Возрождение лишило нищету мистического ореола праведности. Ренессансная мысль двигалась в двух направлениях: Бедность утратила свой абсолютный смысл, а Милосердие — ту ценность, которую ему придавала помощь Бедности. В мире, созданном Лютером и особенно Кальвином, частные проявления Божьей воли — “особенная благость Бога к каждому человеку” — не оставляют для счастья и несчастья, богатства и бедности, славы и ничтожества возможности говорить самим за себя. Нищета — это больше не униженная Госпожа, к которой грядет божественный Супруг, дабы поднять ее из грязи; ей отведено в мире свое место, и оно — такое же свидетельство могущества Божия, как и место, уготованное богатству; присутствие Бога, щедрая его длань равно близки и в изобилии, и в нужде: все зависит от того, угодно ли ему “питать дитя свое изобильно или более скудно”. Воля Бога в отношении бедняка — глас не уготованной ему славы, но предопределения. Бог не возносит бедняка, даруя ему как бы славу с обратным знаком; он намеренно уничижает его в гневе своем, в ненависти своей — в той ненависти, какую он питал к Исаву еще прежде его рождения и в какой лишил его стад, принадлежащих ему по праву первородства. Бедность — знак Божьей кары: “Единственно по воле Его ожесточается небо, а изморозь и иная порча пожирает и уничтожает плоды; и всякий раз, как град или буря побивает виноградники, поля и луга, это означает некое особенное наказание, Им ниспосылаемое”. В миру и бедность и богатство равно славят всемогущество Божье; однако бедняк обречен навлекать на себя лишь недовольство Господа, ибо жизнь его отмечена проклятием Всевышнего; а потому следует наставлять “бедных в терпении, для того что те из них, кто недоволен положением своим, пытаются, сколько в их силах, сбросить бремя, возложенное на них Богом”.

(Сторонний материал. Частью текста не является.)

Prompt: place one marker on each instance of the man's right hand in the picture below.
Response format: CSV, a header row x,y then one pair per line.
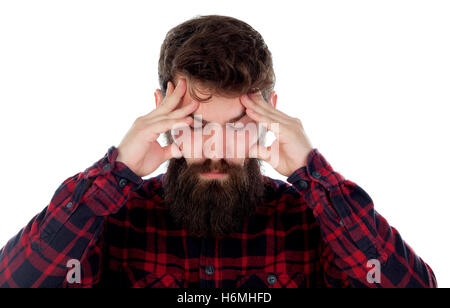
x,y
139,149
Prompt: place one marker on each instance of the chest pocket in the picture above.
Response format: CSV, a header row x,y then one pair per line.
x,y
160,280
271,280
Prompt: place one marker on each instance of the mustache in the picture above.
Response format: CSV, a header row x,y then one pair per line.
x,y
210,165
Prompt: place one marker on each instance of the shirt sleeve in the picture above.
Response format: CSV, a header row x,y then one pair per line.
x,y
358,241
69,228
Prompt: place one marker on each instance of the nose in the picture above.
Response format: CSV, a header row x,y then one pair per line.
x,y
215,142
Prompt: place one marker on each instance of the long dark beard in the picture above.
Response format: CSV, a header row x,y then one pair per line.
x,y
212,208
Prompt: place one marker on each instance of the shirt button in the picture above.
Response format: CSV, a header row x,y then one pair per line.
x,y
272,279
316,175
122,183
209,270
303,184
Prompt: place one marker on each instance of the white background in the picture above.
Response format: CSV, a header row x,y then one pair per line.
x,y
369,79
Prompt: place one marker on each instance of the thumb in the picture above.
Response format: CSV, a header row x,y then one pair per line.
x,y
171,151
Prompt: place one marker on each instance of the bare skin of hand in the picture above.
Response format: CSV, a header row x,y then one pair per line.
x,y
292,145
139,149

Таково первое кольцо оков, налагаемых классической эпохой на безумие. Обычно утверждают, что в Средние века безумца считали сакральной фигурой из-за его одержимости. Это глубочайшее заблуждение. Сакрален он был прежде всего потому, что, с точки зрения средневековой идеи милосердия, заключал в себе толику тайного могущества нищеты. Своим существованием он возвеличивал ее, быть может, как никто другой. Ведь это ему обязательно выбривали в волосах крест. Тристан в последний раз появляется в Корнуэльсе, осененный как раз таким крестом, — прекрасно зная, что благодаря ему обретает такое же право на гостеприимство, как и любой нищий; он уверен, что в облике безумного странника, с палкой через плечо и с этим выстриженным на голове крестом, непременно попадет во дворец короля Марка: “Никто не решился стать у него на пути, и он пересек двор, изображая дурачка, к великому удовольствию слуг. Нисколько не смущаясь, он шел вперед и достиг порога залы, где восседали король, королева и все рыцари. Марк улыбнулся...” И если в XVII в. безумие оказалось как бы десакрализованным, то произошло это главным образом потому, что нищета, попранная в своих правах, стала восприниматься теперь исключительно в нравственном измерении. Отныне безумец найдет гостеприимство лишь в стенах госпиталя, вместе со всеми бедными и убогими. В тех же стенах мы застанем его даже на исходе XVIII в. Возникает новый тип чувствительности к безумию — чувствительность уже не религиозная, а социальная. В Средние века безумец был привычной для человеческого взора фигурой, но являлся он из другого мира. Теперь же его фигура соотносится с проблематикой “правопорядка”, с нормами поведения отдельного человека в рамках сообщества. Некогда умалишенному давали приют, потому что он приходил со стороны; теперь его изгоняют, потому что он появляется внутри общества, и место его — в ряду бедняков, нищих, бродяг. Оказанные ему гостеприимство и приют двойственны: они оборачиваются своего рода ассенизационной мерой, исключающей его из сферы обычной жизни. Он скиталец, но уже не таинственный пилигрим, а нарушитель установленного в обществе порядка. Развенчанное, попранное в своем праве нищенства безумие, наряду с бедностью и праздностью, вовлекается отныне в имманентную диалектику государства.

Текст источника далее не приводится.